COVID-19 Management and Outcome of 76 Pediatric Cancer Patients: A
Single Centre Experience from a Developing Country
Abstract
Background: Sufficient data pertaining to the impact of the COVID-19
pandemic on pediatric cancer patients is still currently lacking. The
main aim of this prospective study was to describe clinical management
and outcomes of COVID-19 in this vulnerable group. Methods: Conducted
between May 1st and November 30, 2020, this study included 76 pediatric
oncology patients with confirmed COVID-19. Remdesivir (RDV) was the
antiviral therapy used. Results: The median age of patients was 9 years.

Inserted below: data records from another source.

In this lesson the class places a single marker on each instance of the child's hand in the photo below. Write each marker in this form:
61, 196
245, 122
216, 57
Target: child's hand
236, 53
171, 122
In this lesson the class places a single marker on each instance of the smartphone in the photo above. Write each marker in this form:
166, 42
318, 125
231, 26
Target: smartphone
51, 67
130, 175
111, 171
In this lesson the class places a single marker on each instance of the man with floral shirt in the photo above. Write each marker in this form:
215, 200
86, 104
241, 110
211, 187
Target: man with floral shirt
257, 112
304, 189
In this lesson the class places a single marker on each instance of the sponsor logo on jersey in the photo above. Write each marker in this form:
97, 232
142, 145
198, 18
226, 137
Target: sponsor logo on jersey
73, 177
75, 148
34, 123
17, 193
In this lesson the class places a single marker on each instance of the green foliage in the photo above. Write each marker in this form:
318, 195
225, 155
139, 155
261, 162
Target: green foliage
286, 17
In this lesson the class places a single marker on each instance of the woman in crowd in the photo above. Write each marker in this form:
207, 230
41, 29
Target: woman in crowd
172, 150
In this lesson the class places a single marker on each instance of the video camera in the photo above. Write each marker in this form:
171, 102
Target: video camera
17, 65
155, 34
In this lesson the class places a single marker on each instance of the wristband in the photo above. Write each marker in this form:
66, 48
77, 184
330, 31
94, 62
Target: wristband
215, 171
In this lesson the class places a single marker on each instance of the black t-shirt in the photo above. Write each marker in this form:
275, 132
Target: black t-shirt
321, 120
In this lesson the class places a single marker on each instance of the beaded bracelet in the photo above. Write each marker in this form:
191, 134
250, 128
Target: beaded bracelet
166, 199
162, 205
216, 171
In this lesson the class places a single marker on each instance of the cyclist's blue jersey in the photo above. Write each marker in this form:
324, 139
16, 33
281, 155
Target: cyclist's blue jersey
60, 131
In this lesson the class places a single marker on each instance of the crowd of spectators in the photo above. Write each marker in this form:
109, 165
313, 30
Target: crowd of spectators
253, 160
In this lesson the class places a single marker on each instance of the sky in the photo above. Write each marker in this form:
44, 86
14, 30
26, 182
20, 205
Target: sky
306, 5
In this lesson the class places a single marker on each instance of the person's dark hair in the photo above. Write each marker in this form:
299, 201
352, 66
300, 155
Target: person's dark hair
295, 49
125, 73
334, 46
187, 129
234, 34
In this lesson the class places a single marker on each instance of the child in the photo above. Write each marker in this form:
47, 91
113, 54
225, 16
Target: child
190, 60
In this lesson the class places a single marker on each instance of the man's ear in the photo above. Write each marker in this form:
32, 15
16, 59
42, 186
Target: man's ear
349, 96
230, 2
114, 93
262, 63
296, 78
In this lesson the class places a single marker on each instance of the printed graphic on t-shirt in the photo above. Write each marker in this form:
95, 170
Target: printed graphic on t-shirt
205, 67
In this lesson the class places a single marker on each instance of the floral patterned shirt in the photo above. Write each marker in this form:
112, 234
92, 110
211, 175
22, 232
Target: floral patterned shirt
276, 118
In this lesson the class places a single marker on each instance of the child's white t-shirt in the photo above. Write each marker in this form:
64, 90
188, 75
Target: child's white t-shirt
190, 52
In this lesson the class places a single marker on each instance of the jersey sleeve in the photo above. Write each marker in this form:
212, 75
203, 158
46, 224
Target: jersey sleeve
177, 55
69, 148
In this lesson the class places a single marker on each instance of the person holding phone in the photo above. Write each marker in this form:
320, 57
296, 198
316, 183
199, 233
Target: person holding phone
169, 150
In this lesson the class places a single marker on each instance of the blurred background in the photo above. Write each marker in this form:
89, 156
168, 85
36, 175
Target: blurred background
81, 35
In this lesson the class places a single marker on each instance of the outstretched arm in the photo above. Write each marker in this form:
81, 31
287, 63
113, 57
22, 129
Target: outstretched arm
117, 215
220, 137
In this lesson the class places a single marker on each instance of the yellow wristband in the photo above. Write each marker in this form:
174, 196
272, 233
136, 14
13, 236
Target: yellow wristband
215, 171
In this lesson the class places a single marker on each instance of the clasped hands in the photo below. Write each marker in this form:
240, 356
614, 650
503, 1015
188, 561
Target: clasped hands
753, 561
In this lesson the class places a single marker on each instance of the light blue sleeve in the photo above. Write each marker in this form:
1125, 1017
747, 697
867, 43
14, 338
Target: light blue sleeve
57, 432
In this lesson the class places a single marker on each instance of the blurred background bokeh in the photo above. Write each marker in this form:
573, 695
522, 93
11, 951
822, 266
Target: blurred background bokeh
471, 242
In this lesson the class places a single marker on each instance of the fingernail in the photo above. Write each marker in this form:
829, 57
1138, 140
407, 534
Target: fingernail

Sixty patients were on first line treatment. Haematological malignancies
constituted 86.8% of patients. 35.4% of cases had severe to critical
infections. The commonest presentation was fever (93.4%). Chemotherapy
was delayed in 59.2% of cases and doses were modified in 30.2%. The
sixty-day overall survival (OS) stood at 86.6%, with mortalities
occurring only among critically ill patients. Of sixteen acute leukaemia
patients in the first induction phase of treatment, 13 survived and 10
achieved induction remission. A negative PCR within 2 weeks and
improvement of radiological findings were statistically related to
disease severity (p=0.008 and, 0.002 respectively). Better OS was
associated with regression of radiological findings after 30 days from
infection (p=0.002). Of the forty-five cases who received RDV, 70% were
severe to critically ill cases with comparable outcome to patients who
did not receive the drug. Conclusions: Most pediatric cancer patients
with COVID-19 should have good clinical outcomes, except for those with
critical form of infections. Newly diagnosed cases seem to tolerate
induction therapy alongside COVID-19 treatment. RDV was well tolerated
with no serious adverse events observed.